My Feminist Mom, Marriage, and Me

My Feminist Mom, Marriage, and Me September 3, 2014

I blame my issues with the institution of marriage on being raised by a feminist. My mother and her friends weren’t the screaming angry abortion-on-demand kind of feminists that we all know and love. They were housewives who wanted more from life than traditional roles they had been raised to expect to lead.

My own mother graduated Summa Cum Laude with a degree in computer programming in a time when women only became nurses or teachers. I cut my teeth on the idea that there was more to life than marriage and motherhood. “Don’t settle,” she would tell me, “there’s so much more to life than being just a wife.

That’s probably why the window bothered me so much. As I sat amidst the beauty of Austin’s cathedral,

I couldn’t stop myself from looking at that window.

It was a stunning display of light and color in the midst of triumphant splendor, and yet irritation boiled and grew within me with every sidelong glance.

The simple inscription read “In memory of Louis Eilers and Wife.” I couldn’t help but feel intense pity for this poor unnamed woman whose epitaph read only “and Wife.” I was sad beyond reason that Mrs Eilers had lived the whole of her life – her life and no one else’s – and yet even her name had been forgotten.

“She gave her whole life to them,” I ranted in my thoughts, “her whole life and they couldn’t even write down her name. She’s not even worth being Mrs Eilers; she’s forever to posterity as ‘and Wife.'” The sum of my opinion about this unknown woman and her ungrateful descendants became caught up in those two simple words “and Wife.”

I was horrified on her behalf at the waste her life had been to be remembered only in light of her relationship to her husband and nothing else. She was worth infinitely more than this, whomever she had been.

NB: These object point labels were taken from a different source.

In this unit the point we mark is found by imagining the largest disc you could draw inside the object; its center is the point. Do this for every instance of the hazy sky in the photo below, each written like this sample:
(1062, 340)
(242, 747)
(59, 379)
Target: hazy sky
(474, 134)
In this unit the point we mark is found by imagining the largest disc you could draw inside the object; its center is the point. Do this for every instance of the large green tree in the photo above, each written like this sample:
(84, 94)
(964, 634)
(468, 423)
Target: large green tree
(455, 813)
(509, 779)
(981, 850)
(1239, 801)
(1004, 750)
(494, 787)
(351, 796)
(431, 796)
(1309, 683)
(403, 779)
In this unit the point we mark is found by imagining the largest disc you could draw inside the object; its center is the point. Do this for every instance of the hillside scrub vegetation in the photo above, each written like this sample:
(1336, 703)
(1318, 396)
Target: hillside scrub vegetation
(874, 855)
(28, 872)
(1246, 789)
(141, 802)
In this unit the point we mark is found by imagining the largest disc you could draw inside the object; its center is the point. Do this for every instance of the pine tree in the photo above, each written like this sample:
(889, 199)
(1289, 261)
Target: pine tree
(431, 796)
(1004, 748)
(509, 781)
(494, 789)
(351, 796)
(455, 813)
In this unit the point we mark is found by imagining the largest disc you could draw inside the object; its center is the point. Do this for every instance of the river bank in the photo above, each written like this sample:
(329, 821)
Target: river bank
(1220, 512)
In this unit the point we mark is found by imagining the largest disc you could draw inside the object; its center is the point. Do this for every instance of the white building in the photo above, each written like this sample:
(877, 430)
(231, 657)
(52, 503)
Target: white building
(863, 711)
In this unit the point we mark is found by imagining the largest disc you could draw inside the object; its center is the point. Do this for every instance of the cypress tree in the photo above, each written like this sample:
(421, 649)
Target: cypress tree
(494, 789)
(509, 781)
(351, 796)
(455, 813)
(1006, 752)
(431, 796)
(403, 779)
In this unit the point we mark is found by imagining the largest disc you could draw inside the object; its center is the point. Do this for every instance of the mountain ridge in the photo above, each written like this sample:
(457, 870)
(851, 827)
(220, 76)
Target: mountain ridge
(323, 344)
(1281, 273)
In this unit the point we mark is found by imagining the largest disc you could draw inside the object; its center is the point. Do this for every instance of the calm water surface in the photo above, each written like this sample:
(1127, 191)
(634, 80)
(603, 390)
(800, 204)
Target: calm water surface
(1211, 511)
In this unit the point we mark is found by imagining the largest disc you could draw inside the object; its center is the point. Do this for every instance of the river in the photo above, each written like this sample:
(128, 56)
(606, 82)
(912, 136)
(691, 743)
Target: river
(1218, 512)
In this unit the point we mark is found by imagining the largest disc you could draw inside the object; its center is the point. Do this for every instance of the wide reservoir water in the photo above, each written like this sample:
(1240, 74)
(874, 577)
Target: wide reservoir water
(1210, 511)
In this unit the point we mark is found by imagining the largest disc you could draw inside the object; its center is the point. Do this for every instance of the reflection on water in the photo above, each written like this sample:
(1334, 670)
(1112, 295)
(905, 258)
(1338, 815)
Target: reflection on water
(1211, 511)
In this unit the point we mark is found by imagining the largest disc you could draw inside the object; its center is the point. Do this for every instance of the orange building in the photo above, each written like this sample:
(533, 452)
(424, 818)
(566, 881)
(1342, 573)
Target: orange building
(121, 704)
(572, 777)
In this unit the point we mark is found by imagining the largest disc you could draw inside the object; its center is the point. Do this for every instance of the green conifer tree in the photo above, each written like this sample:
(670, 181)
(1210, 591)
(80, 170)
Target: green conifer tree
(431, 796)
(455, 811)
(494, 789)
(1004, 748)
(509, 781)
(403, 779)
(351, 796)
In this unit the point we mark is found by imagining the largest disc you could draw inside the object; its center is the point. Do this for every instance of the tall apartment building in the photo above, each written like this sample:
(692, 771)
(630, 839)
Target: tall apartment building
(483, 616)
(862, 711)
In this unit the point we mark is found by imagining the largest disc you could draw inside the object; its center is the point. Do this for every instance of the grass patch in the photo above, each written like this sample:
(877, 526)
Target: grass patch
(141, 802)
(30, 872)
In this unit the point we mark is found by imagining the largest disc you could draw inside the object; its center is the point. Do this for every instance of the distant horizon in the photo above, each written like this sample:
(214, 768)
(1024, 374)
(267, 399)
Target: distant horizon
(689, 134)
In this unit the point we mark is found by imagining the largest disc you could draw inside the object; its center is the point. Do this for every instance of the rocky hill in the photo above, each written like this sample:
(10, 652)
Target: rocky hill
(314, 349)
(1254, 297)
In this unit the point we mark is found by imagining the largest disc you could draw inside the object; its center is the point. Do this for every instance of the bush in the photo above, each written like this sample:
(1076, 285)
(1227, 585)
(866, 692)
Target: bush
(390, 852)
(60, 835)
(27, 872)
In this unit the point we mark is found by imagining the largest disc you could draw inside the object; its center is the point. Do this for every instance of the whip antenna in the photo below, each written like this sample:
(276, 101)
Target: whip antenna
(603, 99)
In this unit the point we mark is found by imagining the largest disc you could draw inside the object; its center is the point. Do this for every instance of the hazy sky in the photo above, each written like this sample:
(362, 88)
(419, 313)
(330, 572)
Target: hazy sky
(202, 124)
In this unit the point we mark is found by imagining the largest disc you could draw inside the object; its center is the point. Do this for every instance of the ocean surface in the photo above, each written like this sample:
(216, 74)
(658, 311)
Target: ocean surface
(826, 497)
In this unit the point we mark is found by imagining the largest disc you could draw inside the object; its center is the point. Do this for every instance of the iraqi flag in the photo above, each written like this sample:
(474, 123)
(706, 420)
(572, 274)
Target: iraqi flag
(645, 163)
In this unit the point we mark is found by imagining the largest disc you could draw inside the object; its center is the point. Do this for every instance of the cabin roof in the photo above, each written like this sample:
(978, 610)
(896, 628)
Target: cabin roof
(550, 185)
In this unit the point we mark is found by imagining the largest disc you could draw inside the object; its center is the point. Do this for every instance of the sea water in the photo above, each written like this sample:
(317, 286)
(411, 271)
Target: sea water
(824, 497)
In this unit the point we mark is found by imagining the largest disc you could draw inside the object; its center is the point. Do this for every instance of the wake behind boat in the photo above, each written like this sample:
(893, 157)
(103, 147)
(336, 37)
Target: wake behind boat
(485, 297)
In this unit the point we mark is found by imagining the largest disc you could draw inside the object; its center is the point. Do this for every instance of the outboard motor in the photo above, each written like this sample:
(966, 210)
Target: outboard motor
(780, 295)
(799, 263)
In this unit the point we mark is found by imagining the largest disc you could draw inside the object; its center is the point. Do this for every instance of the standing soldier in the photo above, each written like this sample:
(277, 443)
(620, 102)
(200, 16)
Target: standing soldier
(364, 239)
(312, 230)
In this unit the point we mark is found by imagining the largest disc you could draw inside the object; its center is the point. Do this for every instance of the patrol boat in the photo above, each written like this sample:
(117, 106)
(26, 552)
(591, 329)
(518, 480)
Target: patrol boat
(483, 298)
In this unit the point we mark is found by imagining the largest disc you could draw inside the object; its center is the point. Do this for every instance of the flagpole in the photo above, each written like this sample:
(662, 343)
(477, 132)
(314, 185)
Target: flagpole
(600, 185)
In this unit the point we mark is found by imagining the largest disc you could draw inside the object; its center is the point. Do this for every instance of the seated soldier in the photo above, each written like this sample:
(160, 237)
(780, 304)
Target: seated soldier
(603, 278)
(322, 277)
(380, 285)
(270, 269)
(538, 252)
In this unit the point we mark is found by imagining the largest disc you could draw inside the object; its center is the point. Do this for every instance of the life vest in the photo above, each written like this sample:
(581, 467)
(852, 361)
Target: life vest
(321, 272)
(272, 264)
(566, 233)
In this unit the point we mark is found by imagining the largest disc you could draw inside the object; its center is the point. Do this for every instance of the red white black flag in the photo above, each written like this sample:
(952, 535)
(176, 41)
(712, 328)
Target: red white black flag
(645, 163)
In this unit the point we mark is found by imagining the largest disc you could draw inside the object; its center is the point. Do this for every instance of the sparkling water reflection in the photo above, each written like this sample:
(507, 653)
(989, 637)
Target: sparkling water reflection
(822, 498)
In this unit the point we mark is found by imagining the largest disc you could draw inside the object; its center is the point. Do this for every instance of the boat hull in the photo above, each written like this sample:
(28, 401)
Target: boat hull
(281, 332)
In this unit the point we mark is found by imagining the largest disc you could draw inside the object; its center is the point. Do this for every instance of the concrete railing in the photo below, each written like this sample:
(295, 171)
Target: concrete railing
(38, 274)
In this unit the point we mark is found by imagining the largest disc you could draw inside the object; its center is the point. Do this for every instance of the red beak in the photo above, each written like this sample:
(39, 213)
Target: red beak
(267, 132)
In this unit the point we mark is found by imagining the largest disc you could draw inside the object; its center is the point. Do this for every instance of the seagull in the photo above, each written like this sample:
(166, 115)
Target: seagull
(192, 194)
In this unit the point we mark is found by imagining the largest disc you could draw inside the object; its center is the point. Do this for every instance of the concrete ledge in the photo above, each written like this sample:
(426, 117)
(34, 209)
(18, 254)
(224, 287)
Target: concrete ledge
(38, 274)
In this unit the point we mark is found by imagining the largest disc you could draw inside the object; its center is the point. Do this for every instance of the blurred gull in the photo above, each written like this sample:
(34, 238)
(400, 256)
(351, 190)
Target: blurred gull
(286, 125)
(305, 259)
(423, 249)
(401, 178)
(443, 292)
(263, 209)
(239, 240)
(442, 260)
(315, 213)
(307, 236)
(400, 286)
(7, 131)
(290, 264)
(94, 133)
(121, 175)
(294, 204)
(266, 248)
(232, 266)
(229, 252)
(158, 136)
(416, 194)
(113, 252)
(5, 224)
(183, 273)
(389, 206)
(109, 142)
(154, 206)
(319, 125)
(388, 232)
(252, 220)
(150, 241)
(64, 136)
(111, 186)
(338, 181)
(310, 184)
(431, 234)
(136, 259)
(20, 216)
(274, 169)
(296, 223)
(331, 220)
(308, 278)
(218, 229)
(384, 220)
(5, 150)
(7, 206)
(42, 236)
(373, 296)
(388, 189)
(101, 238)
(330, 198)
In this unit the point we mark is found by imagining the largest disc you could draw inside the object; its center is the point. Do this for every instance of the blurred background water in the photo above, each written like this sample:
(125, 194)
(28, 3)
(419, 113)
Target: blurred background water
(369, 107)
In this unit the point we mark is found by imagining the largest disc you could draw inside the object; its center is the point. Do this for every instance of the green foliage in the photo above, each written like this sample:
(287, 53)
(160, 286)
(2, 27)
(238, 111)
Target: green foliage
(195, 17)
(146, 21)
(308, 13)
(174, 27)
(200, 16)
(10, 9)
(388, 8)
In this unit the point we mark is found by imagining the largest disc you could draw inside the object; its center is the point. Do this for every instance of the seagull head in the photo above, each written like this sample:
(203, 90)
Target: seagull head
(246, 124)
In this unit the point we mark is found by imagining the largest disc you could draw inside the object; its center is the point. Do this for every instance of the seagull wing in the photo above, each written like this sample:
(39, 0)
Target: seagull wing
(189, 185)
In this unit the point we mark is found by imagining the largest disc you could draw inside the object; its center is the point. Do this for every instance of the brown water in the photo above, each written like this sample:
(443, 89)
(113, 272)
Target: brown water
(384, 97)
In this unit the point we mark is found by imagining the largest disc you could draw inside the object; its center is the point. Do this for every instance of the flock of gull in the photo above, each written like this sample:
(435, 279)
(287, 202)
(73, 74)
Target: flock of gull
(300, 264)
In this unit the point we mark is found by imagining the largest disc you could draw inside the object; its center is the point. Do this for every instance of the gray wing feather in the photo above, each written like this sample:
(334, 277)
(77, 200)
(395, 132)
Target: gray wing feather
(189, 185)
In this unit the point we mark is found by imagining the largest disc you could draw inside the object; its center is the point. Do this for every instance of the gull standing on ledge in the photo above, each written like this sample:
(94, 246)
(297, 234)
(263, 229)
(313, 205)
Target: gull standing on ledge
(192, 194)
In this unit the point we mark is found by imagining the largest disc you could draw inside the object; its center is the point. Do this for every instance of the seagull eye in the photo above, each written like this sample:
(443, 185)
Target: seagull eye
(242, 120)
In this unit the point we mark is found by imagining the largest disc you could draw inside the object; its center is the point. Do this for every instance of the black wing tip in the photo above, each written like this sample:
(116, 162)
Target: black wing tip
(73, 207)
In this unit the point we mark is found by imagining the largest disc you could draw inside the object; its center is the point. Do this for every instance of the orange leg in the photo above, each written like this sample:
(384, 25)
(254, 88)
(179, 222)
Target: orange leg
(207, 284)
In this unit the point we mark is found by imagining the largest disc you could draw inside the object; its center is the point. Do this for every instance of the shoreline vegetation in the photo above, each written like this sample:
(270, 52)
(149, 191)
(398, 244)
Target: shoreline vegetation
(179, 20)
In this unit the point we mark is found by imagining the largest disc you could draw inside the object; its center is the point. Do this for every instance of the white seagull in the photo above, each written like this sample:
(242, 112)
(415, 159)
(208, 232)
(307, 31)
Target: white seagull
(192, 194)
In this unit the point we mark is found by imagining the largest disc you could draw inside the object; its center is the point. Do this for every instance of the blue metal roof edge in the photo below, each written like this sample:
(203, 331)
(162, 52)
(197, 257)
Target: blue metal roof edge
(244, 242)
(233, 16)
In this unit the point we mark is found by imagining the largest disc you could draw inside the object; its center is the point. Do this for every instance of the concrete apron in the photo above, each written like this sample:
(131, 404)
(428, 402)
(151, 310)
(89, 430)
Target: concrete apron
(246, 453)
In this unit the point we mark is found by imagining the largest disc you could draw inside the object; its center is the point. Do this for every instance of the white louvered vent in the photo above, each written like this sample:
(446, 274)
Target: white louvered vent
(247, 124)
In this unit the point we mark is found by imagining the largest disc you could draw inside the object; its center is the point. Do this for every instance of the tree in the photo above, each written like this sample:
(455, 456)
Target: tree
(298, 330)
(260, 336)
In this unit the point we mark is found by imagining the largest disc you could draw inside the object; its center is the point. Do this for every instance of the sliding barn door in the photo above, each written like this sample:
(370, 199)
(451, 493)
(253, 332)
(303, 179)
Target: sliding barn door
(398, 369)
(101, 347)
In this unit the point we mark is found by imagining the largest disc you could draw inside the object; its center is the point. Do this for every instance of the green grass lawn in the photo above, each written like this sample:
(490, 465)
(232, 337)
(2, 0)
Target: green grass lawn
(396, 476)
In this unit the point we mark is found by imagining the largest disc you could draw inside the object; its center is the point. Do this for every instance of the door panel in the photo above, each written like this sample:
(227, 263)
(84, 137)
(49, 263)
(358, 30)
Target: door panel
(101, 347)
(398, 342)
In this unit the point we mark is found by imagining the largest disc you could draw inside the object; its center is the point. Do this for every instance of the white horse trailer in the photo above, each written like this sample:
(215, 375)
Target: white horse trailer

My visceral reaction was rooted deeply within my own superiority. The girls of my generation were raised for better. We were taught to aspire to greatness as captains of industry, agents of change, breakers of stereotypes and taboos. Our mothers saw in us the promise of an imagined future, and raised us to be unfulfilled by the normal of centuries past.

And so we are.

The girls with whom I grew up saw marriage as a stepping stone to adulthood. It was one of the things we checked off as we left childhood behind – high school graduation, college, a Bachelor’s Degree at least, a job, and then a career. We’d buy cars and houses, and at some point along the way, we’d get married and maybe even divorced. Our view of marriage was a blend of Little Mermaid naivete mixed with modernist cynicism. More than one of my schoolmates was told at her wedding that if she had made the wrong choice of spouse, divorce was always an option. There was no reason to spend the rest of our lives with a mistake when we could learn from it and move on. As one of my mother’s friends quipped “You grow up, fall in love, get married, get divorced, and live happily ever after.”

The message was loud and clear to us, marriage was a necessary evil that women took on. A husband was the burden of our adulthood, the infant child who never grew up, and the sacrifice we made for motherhood.

All of this baggage sat squarely on my shoulders as I stared in disgust at that stained glass window and wondered how Mrs. Eilers had ever lowered herself to accept such a place as nothing more than some man’s wife.

It wasn’t until later that I thought about my beloved grandmother who was nothing more than a wife for nearly a decade before they adopted children. She had stayed home and kept house for him in a time when such a thing was acceptable. I realized that I’ve never met anyone my age who lived that life. I could hear the ugliness of what my own reaction would be to a stay at home wife in today’s world. The very idea of staying at home if one didn’t even have children brought me up short with the realization of my own arrogance.

How different would my life be, I mused, if I saw dignity in being just a wife? What if instead of just being vocally in favor of marriage, I behaved as if I really saw it as a vocation? How would my own marriage, and my children’s view of the Sacrament, be helped if I saw it as the life fulfilling choice that it was meant to be instead of a rest stop on the way to somewhere else? What if I saw the word Wife as a title to aspire to? How would my attitude towards my own husband change? If I died today, could they make  “and Wife”  my epitaph? I don’t know, you’d have to ask my husband about that. As for me, I’m not sure that I’ve earned that right.